Monte-Carlo permutation-based log-rank tests were utilized to investigate the relationships of EZH2 expression difference between primary tumor tissue and the matched normal tissue with PFS, and the relationships of EZH2 expression in primary tumor tissues with PFS, respectively. Univariate Cox proportional hazards (PH) model was used to estimate hazard ratio (HR) and corresponding profile likelihood (PL) confidence interval (Cl).

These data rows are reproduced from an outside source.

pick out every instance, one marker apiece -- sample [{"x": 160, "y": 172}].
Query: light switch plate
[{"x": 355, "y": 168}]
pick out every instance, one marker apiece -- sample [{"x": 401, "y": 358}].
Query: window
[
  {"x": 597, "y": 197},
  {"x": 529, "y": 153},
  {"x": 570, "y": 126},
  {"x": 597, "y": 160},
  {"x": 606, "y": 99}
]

In addition, the associations of PFS with each of the other interesting clinical and pathologic factors were explored by score tests from univariate Cox PH model, respectively. The relationships of OS with EZH2 expression were only characterized by Kaplan-Meier curves due to small number of events (i.e., 7 events out of 60 patients with primary tumor tissues, 3 events out of 27 patients with matched tumor and normal tissues).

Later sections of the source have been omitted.